Stage 1: Identify and Measure
Find the manual task, measure how often it occurs, and how long it takes. This gives you the baseline for ROI calculation.
Stage 2: Document
Write a runbook for the manual procedure. This ensures you understand every step and serves as a fallback when automation fails.
Stage 3: Script
Write a script that automates the manual steps. Start with a single step and expand. Run the script alongside the manual process until you trust it.
Stage 4: Integrate
Integrate the script into your alerting and incident response pipeline. When an alert fires, the script runs automatically.
Stage 5: Monitor
Monitor the automation for errors. If it fails, alert the on-call team. Track the number of successful automated runs versus failures.
Stage 6: Remove Manual Path
Once you are confident the automation works, remove the manual procedure from runbooks. Keep it available as a fallback.
Example: Automating Certificate Renewal
Certificate renewal is a common toil task. Let us build the automation stages for this example.
import datetime
class CertificateRenewalAutomation:
def __init__(self, domain):
self.domain = domain
self.expiry = datetime.datetime.now() + datetime.timedelta(days=30)
def check_expiry(self):
days_remaining = (self.expiry - datetime.datetime.now()).days
print(f"Certificate: {self.domain}")
print(f"Days until expiry: {days_remaining}")
return days_remaining
def renew(self):
days = self.check_expiry()
if days < 7:
print("CRITICAL: Certificate expiring soon — immediate renewal required")

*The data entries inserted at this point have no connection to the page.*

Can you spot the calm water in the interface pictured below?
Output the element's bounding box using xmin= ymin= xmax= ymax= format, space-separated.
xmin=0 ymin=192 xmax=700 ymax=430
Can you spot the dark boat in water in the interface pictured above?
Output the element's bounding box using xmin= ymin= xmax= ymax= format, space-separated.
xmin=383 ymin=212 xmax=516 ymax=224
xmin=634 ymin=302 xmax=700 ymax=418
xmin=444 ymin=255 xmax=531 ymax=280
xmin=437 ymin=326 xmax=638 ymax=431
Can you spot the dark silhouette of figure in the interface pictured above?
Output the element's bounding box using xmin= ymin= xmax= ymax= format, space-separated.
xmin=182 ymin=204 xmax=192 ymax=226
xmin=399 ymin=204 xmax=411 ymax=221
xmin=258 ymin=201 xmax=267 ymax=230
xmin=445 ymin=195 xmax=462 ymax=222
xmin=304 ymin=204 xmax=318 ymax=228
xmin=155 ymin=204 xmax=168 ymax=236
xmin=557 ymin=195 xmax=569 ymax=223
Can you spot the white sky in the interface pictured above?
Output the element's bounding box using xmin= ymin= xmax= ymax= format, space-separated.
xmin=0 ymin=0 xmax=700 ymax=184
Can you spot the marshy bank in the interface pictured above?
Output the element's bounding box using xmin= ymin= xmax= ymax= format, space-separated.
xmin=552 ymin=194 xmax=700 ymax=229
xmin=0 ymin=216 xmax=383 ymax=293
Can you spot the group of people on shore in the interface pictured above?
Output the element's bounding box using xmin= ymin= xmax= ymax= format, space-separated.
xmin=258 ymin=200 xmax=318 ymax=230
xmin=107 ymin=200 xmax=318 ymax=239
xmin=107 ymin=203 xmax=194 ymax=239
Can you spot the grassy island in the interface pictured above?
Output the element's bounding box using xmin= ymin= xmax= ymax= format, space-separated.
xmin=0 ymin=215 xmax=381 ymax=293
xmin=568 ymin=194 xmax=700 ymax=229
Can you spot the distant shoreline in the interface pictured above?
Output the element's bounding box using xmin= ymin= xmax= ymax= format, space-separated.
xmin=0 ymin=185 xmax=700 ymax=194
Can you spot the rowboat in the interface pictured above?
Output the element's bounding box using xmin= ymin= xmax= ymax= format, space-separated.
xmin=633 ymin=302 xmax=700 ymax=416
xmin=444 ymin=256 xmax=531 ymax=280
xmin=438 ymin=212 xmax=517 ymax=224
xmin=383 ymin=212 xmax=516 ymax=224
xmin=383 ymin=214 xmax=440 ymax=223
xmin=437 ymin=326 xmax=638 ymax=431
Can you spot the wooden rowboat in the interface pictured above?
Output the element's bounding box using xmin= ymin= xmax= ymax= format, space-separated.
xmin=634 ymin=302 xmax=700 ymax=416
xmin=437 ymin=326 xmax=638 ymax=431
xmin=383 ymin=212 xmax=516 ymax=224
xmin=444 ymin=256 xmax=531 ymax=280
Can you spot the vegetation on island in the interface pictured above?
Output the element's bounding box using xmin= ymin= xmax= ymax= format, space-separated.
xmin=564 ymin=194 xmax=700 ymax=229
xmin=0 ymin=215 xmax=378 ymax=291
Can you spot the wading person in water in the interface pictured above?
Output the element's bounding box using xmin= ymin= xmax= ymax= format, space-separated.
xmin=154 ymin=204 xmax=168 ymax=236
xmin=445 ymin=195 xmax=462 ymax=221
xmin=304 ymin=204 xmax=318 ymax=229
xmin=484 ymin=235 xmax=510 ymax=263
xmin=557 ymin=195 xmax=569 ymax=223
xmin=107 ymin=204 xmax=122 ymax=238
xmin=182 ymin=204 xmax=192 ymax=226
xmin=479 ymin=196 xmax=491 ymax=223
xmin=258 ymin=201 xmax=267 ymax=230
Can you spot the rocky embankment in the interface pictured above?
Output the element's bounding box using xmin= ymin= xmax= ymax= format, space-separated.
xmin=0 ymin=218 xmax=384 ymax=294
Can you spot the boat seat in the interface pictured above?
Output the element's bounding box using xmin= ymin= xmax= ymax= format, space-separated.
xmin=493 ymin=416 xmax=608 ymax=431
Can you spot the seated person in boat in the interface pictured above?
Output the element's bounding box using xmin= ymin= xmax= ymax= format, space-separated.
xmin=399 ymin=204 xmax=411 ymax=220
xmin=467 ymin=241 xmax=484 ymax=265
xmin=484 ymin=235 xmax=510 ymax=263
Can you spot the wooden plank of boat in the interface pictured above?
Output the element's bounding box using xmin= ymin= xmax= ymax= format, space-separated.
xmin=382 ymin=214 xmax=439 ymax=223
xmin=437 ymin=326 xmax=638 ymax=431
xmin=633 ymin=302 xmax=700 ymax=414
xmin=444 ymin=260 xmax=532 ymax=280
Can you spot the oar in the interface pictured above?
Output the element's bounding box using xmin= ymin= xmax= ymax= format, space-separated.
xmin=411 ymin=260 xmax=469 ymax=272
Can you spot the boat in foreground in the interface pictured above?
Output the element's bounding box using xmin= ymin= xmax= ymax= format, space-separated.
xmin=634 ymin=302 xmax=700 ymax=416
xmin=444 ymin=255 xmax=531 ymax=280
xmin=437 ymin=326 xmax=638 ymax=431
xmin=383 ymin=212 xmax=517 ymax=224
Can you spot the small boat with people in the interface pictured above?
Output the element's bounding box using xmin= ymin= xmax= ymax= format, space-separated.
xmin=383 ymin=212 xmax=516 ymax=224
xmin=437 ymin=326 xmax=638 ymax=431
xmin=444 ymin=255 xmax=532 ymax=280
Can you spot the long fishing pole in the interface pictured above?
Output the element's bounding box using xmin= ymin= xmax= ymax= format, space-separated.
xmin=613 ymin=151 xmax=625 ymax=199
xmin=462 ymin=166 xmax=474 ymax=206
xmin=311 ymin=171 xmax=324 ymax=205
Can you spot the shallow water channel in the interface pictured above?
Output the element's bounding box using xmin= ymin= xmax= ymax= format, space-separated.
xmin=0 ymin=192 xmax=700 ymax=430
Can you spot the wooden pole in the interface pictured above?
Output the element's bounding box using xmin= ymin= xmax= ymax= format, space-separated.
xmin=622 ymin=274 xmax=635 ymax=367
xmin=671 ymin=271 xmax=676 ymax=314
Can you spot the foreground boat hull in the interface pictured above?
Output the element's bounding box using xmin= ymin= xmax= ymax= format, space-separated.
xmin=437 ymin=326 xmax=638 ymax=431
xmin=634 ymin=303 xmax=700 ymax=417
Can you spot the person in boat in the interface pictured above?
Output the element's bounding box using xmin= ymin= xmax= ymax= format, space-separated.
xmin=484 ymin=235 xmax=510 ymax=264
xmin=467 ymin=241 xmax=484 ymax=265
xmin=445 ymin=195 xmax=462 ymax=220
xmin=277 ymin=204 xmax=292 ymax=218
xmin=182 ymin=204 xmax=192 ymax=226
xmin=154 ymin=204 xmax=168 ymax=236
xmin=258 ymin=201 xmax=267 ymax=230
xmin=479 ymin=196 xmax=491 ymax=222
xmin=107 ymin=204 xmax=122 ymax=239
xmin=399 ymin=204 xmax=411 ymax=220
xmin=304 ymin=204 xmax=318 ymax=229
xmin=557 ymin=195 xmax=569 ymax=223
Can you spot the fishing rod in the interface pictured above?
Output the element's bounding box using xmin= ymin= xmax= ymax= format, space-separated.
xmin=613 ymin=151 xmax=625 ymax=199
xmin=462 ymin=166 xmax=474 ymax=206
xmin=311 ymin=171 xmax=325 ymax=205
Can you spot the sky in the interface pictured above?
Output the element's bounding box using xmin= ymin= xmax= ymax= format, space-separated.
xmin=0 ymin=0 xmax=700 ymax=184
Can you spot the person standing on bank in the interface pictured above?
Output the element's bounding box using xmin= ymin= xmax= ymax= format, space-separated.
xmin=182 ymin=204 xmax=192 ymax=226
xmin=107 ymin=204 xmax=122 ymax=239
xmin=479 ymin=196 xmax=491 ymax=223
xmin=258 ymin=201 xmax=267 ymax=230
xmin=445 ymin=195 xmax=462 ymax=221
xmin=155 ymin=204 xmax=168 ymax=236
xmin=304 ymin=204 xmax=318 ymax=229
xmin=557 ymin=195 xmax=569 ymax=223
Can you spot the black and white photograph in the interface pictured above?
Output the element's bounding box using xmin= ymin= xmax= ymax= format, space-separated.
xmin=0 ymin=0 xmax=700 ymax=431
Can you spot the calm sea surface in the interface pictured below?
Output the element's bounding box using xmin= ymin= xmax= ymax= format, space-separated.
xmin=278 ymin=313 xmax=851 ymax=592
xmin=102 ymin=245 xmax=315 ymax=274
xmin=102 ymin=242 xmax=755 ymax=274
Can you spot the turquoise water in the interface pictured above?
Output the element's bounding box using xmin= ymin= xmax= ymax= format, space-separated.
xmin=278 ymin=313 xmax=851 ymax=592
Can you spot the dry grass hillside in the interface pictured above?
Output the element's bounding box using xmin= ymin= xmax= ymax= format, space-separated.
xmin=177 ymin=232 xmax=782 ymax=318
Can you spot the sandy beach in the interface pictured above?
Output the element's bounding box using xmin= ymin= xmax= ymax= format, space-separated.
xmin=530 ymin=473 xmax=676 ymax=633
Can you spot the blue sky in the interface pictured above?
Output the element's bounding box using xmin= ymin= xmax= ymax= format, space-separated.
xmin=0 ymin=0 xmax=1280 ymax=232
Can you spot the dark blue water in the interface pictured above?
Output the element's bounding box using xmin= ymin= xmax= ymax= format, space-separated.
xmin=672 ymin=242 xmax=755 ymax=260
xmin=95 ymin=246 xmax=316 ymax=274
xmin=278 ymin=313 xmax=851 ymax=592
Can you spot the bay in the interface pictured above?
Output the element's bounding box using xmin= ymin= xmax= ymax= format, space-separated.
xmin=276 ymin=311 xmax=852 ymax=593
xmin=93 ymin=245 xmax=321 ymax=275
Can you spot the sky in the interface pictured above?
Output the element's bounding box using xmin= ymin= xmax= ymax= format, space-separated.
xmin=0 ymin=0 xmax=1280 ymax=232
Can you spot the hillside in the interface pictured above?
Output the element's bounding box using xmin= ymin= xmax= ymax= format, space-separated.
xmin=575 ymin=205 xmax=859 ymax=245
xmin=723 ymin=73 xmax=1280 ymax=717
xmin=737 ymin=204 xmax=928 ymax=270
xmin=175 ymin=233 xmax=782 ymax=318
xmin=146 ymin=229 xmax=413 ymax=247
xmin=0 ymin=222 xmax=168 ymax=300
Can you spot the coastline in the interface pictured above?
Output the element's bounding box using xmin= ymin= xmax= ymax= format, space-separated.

print("Renewing certificate...")
self.expiry = datetime.datetime.now() + datetime.timedelta(days=365)
print(f"Renewed. New expiry: {self.expiry}")
return True
elif days < 30:
print("Expiring within 30 days — automated renewal triggered")
print("Renewing certificate...")
self.expiry = datetime.datetime.now() + datetime.timedelta(days=365)
print(f"Renewed. New expiry: {self.expiry}")
return True
else:
print("Certificate is current — no action needed")
return False
cert = CertificateRenewalAutomation("sync.dodatech.com")
cert.renew()
Expected output:
Certificate: sync.dodatech.com
Days until expiry: 30
Expiring within 30 days — automated renewal triggered
Renewing certificate...
Renewed. New expiry: 2027-06-23 14:00:00
Toil Budget
Just as you have an error budget for reliability, you should have a toil budget for operational work. If toil exceeds 50 percent of team time, the team is not sustainable. Use the toil budget to decide when to invest in automation.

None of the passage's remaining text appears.